ŞANLIURFA'DA İKİ ŞEHİT DAHA
Şehit olan polis memurları Enes Çiçek ile Mehmet Taş için memleketleri Şanlıurfa'da tören düzenlendi.
Çiçek ve Taş'ın naaşı, gece saatlerinde uçakla Şanlıurfa'ya getirilerek, ailesi ve yakınlarınca Mehmet Akif İnan Eğitim ve Araştırma Hastanesi morguna götürüldü. Cenazelerin, tören için Şanlıurfa Emniyet Müdürlüğüne indirilişi sırasında şehitlerin yakınları, naaşlara sarılarak Türkçe ve Kürtçe ağıt yaktı. Emniyet Müdürlüğü bahçesinde düzenlenen törene katılan Gıda, Tarım ve Hayvancılık Bakanı Faruk Çelik, şehitlerin ailelerine başsağlığı diledi.
Şehit Çiçek'in kardeşi Kübra'yı sevip, sohbet eden Çelik'in, "Büyüyünce ne olacaksın?" sorusuna Kübra, "Öğretmen olmak istiyorum" yanıtını verdi. Kübra Çiçek, uzun süredir abisi ile konuşamadığını da dile getirdi.
Konuşmanın ardından İl Müftüsü İhsan Açık, saldırıda şehit olan için "Kardeşler, siz bu ülke için görevinizi yaptınız canlarınızı bu millet için verdiniz.
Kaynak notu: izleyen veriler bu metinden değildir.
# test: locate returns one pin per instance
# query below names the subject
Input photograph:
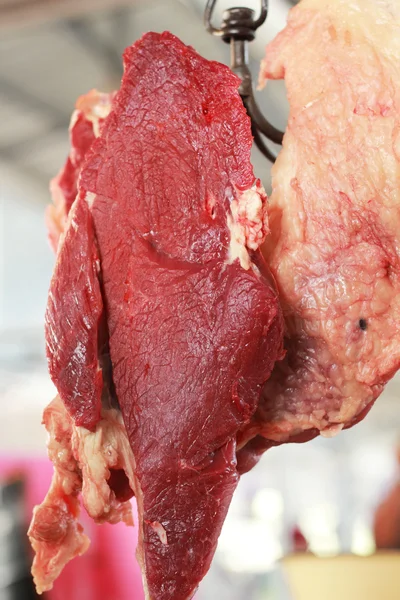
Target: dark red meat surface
(74, 311)
(194, 323)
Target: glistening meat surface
(170, 217)
(335, 216)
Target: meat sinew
(162, 244)
(334, 217)
(86, 121)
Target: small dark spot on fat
(362, 323)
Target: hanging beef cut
(86, 121)
(334, 217)
(162, 305)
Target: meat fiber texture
(335, 217)
(161, 251)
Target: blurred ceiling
(52, 51)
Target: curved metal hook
(208, 12)
(208, 16)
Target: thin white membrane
(247, 223)
(82, 460)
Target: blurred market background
(322, 494)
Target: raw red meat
(334, 217)
(86, 122)
(168, 201)
(73, 317)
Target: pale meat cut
(335, 217)
(86, 121)
(161, 249)
(83, 462)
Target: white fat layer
(160, 531)
(247, 223)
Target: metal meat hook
(238, 28)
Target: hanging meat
(334, 218)
(160, 307)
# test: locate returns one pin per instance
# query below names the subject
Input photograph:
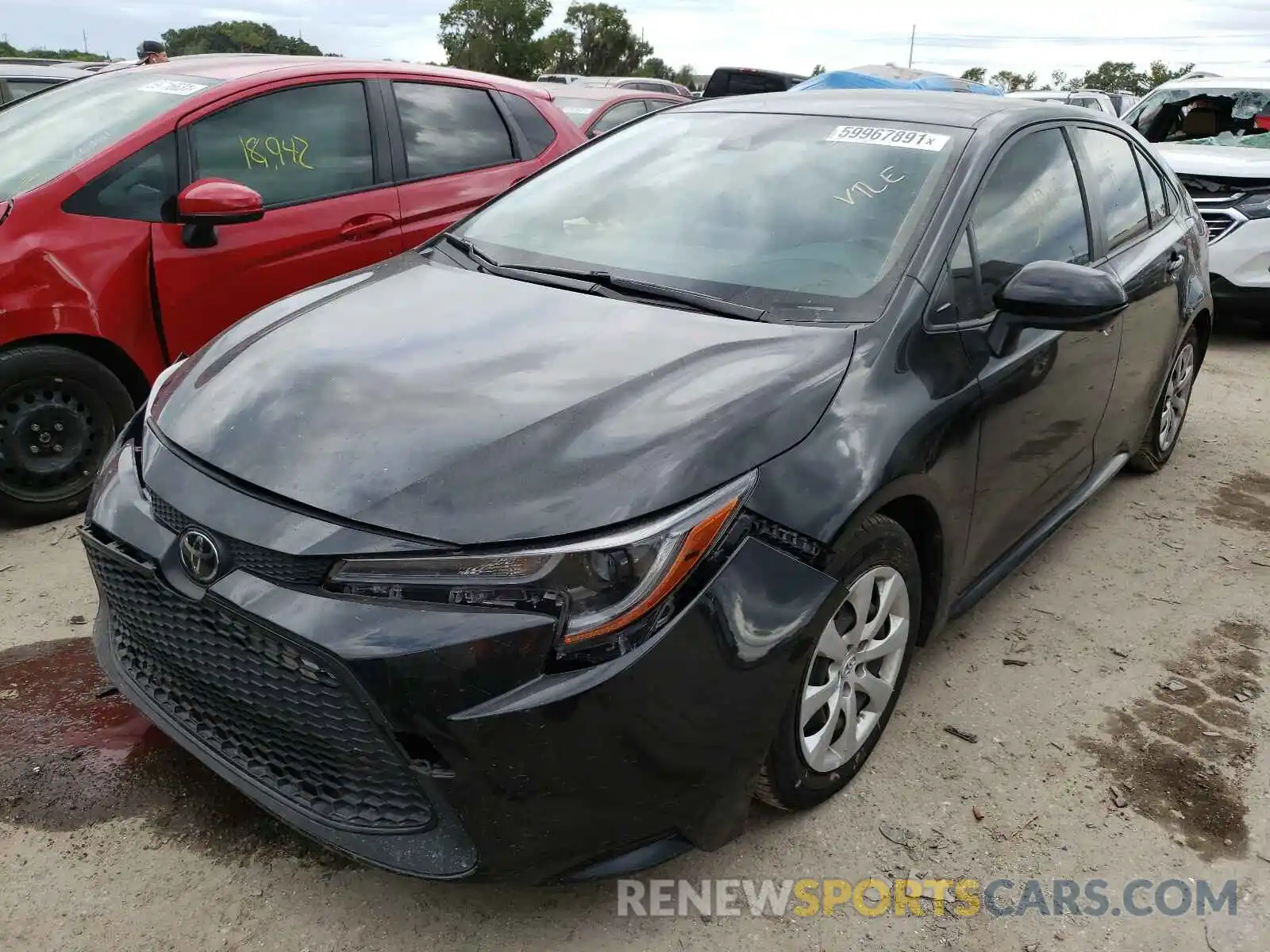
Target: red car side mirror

Bizim söyleyecek sözümüz yok siz hakkınızı helal edin." şeklinde dua etti. Şehit yakınlarının yanı sıra Türk, Arap ve Kürt kökenli vatandaşlar ile çok sayıda polis ve asker tekbirler eşliğinde cenazeleri uğurladı. Törenin ardından Çiçek'in cenazesi Eyyübiye ilçesine, Taş'ın cenazesi ise Bozova ilçesine araç konvoyu eşliğinde gönderildi.
VAN'DA GÖZYAŞLARI DİNMEDİ
27 yaşındaki Soner İdil için memleketi Van'da tören düzenlendi. Ulaştırma, Denizcilik ve Haberleşme Bakanı Ahmet Arslan'ın da katıldığı törende PKK aleyhine sık sık slogan atıldı.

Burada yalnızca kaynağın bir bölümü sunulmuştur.